Graham is a Senior Consultant with 30 years of pharmaceutical development experience in physicochemical characterization

He is an experienced scientific leader with a proven track record for understanding and resolving complex technical issues throughout the product life-cycle for both drug substance and drug product including inhaled, semi-solid, liquid and solid dosage forms.

Graham Whitesell

Graham’s expertise is in the integrated use of multiple analytical techniques for the efficient physicochemical characterization of drug substance and drug products in support of resolving complex technical issues throughout the pharmaceutical lifecycle including the selection of development candidates, all phases of product development, scale-up, technology transfer and manufacture of marketed products. Over the years he has supported numerous development projects, led cross-functional project teams, authored regulatory applications, responded to regulatory questions and been a corporate resource for solving technical issues.

Graham has a Ph.D. in Physical Organic Chemistry from Emory University, USA and a B.S in Chemistry from the University of North Carolina in Chapel Hill, USA. He currently lives in the Research Triangle area of North Carolina, USA.

Examples of projects completed:

  • Identified the root cause of dissolution failures in the NDA stability batches of a semisolid-filled soft-gel capsule. Planned and led processing and materials characterization experiments to define the product’s appropriate manufacturing and storage control spaces. The knowledge gained was also applied to existing marketed products.

  • Provided materials characterization expertise and laboratory support to a world-wide, multi-site process and physicochemical property mapping of a $1 billion+ per year product. The knowledge generated is utilized to evaluate the impact of future changes to the API and product manufacturing processes.

  • Developed and applied spectroscopic methods to determine the root cause of sporadic leaking of a commercial metered dose inhaler (MDI) product preventing the product’s recall. Identification of the root cause allowed the implementation of appropriate control measures.

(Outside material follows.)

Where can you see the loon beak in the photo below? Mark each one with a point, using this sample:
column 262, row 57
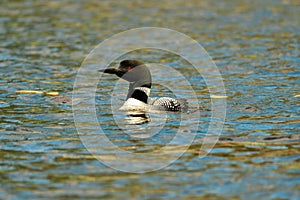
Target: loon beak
column 109, row 70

  • Provided material characterization expertise for the development of a dry powder inhalation (DPI) product which utilized API conditioning to remove amorphous content and fines to provide improved fine particle mass stability of the formulated product. The product was approved and launched in multiple countries.

  • Identified physical instability of a semi-solid ointment and determined its cause. Worked with formulator to identify alternative excipients to produce a stable, robust product.

  • Determined the mechanism responsible for limiting the bioavailability of a new class of NCE’s approaching candidate selection and identified a formulation approach to overcome the bioavailability issue.

  • Established and led a cross-functional international team focused on identifying best practices for the preclinical evaluation and pharmaceutical development of poorly absorbed and low solubility API’s.

  • Provided leadership and technical expertise to multi-site cross-functional teams of particle scientist, analyst and engineers for the development and implementation of 1st intent workflows for particle size reduction and powder flow.